Per la verità, il termine esatto sarebbe
stato "doppietta" e non "mitragliatrice" ma l'effetto
ironico venne comunque conseguito.
Fui invece io ad introdurre un’arma più
devastante della cerbottana: la balestra-cartellina.
Essendomi stufato di utilizzare le penne
vuote come cerbottane per sparare minuscoli proiettili di carta insalivata,
inventai un nuovo tipo di arma, la "balestra-cartellina” per l’appunto, costituita
da una di quelle cartelline con l’elastico che contenevano i fogli; i “pezzi”

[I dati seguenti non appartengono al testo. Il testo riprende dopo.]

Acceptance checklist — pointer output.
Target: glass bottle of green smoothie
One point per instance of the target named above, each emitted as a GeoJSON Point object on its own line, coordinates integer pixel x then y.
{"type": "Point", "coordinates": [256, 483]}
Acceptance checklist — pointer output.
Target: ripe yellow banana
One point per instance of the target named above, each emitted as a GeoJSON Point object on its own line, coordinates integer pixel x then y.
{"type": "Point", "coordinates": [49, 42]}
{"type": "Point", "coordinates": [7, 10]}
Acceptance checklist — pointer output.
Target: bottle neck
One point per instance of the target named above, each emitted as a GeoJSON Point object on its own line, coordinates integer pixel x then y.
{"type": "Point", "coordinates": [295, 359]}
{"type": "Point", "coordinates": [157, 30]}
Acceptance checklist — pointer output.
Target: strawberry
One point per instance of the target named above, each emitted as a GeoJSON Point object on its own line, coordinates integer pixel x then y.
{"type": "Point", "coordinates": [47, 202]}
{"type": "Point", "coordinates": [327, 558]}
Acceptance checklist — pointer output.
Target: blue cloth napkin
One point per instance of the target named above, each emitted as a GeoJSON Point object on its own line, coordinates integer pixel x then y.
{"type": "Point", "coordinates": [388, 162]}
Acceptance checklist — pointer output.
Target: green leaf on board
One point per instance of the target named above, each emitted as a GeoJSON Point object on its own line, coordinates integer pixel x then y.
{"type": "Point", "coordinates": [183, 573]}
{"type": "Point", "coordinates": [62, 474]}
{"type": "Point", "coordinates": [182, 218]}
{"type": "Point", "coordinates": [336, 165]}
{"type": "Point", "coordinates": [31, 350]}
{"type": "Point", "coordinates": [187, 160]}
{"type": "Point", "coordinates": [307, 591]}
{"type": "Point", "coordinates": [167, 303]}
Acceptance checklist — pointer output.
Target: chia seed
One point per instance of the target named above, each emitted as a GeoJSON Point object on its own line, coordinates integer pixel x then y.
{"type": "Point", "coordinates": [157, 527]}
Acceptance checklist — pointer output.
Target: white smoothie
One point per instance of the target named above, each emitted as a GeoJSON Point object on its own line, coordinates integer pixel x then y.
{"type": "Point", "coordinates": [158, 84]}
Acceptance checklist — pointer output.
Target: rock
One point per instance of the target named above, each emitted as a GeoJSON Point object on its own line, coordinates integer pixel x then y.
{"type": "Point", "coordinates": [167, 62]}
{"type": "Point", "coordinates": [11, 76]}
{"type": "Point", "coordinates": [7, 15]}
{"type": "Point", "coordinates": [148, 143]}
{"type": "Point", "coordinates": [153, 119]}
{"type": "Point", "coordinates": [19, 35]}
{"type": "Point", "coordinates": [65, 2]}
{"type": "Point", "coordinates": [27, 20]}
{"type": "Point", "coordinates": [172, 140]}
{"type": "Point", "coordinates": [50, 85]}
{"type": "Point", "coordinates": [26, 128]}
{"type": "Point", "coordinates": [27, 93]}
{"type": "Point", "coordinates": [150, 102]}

sparati, naturalmente, erano di dimensioni ben maggiori, pardon, di calibro ben
maggiore di quelli che potevano contenere le nostre “cerbottane”. C'era sì il
lato sgradevole che per ottenerli dovevo masticare e insalivare dei pezzi di
carta ben più grandi ma la soddisfazione dell'usare quell'arma valeva veramente
la pena.
Il colpo di maggior successo lo sparai
quella volta che, durante l’ora di Disegno, riuscii a rovinare l’acquarello che
con tanta cura stava dipingendo Riccardo.
Dopo avere masticato a dovere un pezzo di
carta, riuscii a formare un proiettile di circa 2 cm di diametro, lo posi
sulla cartellina davanti all’elastico, tirai indietro quest’ultimo e lo mollai
di scatto sparando alla cieca l’impasto di carta e saliva. Esso andò a cadere
proprio in mezzo al foglio che stava disegnando Riccardo e su cui i colori
erano ancora freschi. Non potei osservare da vicino l’effetto del tiro
sull’acquarello ma, quando qualche secondo dopo Riccardo si accorse del
proiettile caduto sul suo disegno, vidi chiaramente comparire sul suo volto una
smorfia di disgusto e lo sentii esclamare: "Ma chi è che tira questi
siluri?!". Superfluo aggiungere che mi guardai bene dal dirgli che ero
stato io.
Un'altro tipo di arma da noi utilizzata
era la "catapulta manuale", nel senso che non si utilizzava alcuno
strumento ma solo il taglio della mano, che la parte sporgente della matita che
si era messa in bilico sul banco; il colpo secco sparava la matita con lo
stesso effetto di un proiettile lanciato da una catapulta.
Come già per l'acquerello di Riccardo
colpito dalla mia "balestra", anche il colpo migliore che tirai con
l'effetto catapulta fu dovuto a casualità e non certo a precisa mira. Una
mattina, durante un'ora lasciata scoperta da un professore assente non
sostituito da un supplente, mentre in classe stavamo facendo casino, sporsi una
matita dal banco e ne colpii la parte sporgente. Il proiettile percorse una curva
perfetta e andò a cadere verticalmente sul banco di Liliana, rimbalzò e la
colpì in faccia, non di punta ma nel lato della sua lunghezza.
Risate generali, comprese quelle di Liliana,
la quale rimase sorpresa in quanto tutta concentrata a leggere un libro di
testo. Era l'unica di noi a studiare anche durante le ore in cui non c'era un
docente. Tant'è vero che una volta qualcuno le attaccò sulla sedia, di spalle,
un foglio con su scritto: "GENIO AL LAVORO".